Die Erklärung Nostra Aetate wird 60 Jahre alt. Eine Muslima reflektiert über den anhaltenden Ruf nach christlich-muslimischer Verständigung

(iz). Ich wuchs als muslimisches Einwandererkind in der schönen Stadt Mainz auf. Umgeben von einer reichen katholischen Kultur spürte ich oft die Last, als „anders“ angesehen zu werden.

Ich erlebte am eigenen Leib sowohl die Schönheit als auch die Spannung, die das Leben zwischen religiösen Welten mit sich bringen kann. Zu Hause rezitierte ich den Qur’an, in der Schule sang ich Weihnachtslieder. Ich fastete während des Ramadan, während meine Klassenkameraden Adventskalender öffneten.

Schon als Kind erkannte ich, dass unsere Glaubensrichtungen nicht so weit voneinander entfernt waren, wie sie oft dargestellt. Ich wurde dazu erzogen, Jesus zu verehren nicht nur als Prophet, sondern als eine der beliebtesten Figuren im Islam. Ich wusste von Maria, deren Name im Qur’an mehr geehrt wird als der jeder anderen Frau.

Wenn ich meine Familie und Freunde im Osten der Türkei besuche, bewundere ich oft die alte Aghtamar Heilig-Kreuz-Kirche. Es erinnert mich daran, wie Christen und Muslime im riesigen islamischen Reich fast 1.300 Jahre lang größtenteils friedlich zusammenlebten. Und ich glaube an den einen Gott – an Barmherzigkeit, an Verantwortlichkeit und an einen gemeinsamen moralischen Ruf nach Gerechtigkeit.
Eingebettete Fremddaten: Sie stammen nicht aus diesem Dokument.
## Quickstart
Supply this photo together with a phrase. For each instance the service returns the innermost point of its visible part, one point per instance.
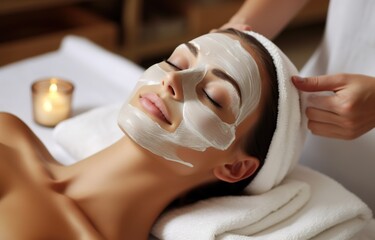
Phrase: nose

Foto: Catholic Press Photo/Wikimedia Commons | Lizenz: gemeinfrei

Heute, in einer Zeit, in der jede zweite muslimische Frau in Europa Diskriminierung erlebt, denke ich über die anhaltende Notwendigkeit christlich-muslimischer Zusammenarbeit nach. In „Nostra Aetate“, dem bahnbrechenden Dokument der katholischen Kirche über ihre Beziehungen zu anderen Religionen, sah ich eine Vision, die meine Erfahrung bestätigte. Eine Vision, die beide einlädt, ihre Angst zu überwinden und sich gegenseitigem Respekt, gemeinsamen Werten und einer gerechteren Zukunft zuzuwenden.

Der Geist dieses Dokuments gab mir als Muslima die Möglichkeit, an der Georgetown University – einer katholischen Institution – zu studieren und auf demselben Campus als muslimische Seelsorgerin zu arbeiten. Ich unterstützte Studenten aller Glaubensrichtungen und ohne Glauben und lernte, wie transformativ echte christlich-muslimische Beziehungen sein können.

Das Dokument löscht die schmerzhaften Kapitel unserer verbindenden Geschichte nicht aus – und das sollte es auch nicht. Beide sollten die Vergangenheit nicht vergessen, dürfen sich aber ebenfalls nicht von ihr gefangen nehmen lassen. Der einzige Weg nach vorn führt gemeinsam, in Wahrheit und gegenseitigem Respekt.

Während diese Vision einen großen Wandel in der Geschichte der katholischen Kirche darstellte, bemühten sich die Muslime auch, die Beziehungen zu anderen Gemeinschaften zu verbessern.

So schrieb beispielsweise der Gelehrte Bediüzzaman Said Nursi einen Brief an Papst Pius XII., in dem er seine Hoffnung auf eine Zusammenarbeit zwischen Christen und Muslimen gegen wachsende Feindseligkeit, weit verbreitete Armut und moralischen Verfall zum Ausdruck brachte.

1953 besuchte Nursi den Patriarchen Athenagoras in Istanbul, um ihn um Kooperation zu bitten. Seine Vision war im Vorbild und in den universalen Lehren des Propheten Muhammad (Allah segne ihn und schenke ihm Frieden) verwurzelt und hat immer noch Bestand: Zusammenarbeit, die im Glauben ruht.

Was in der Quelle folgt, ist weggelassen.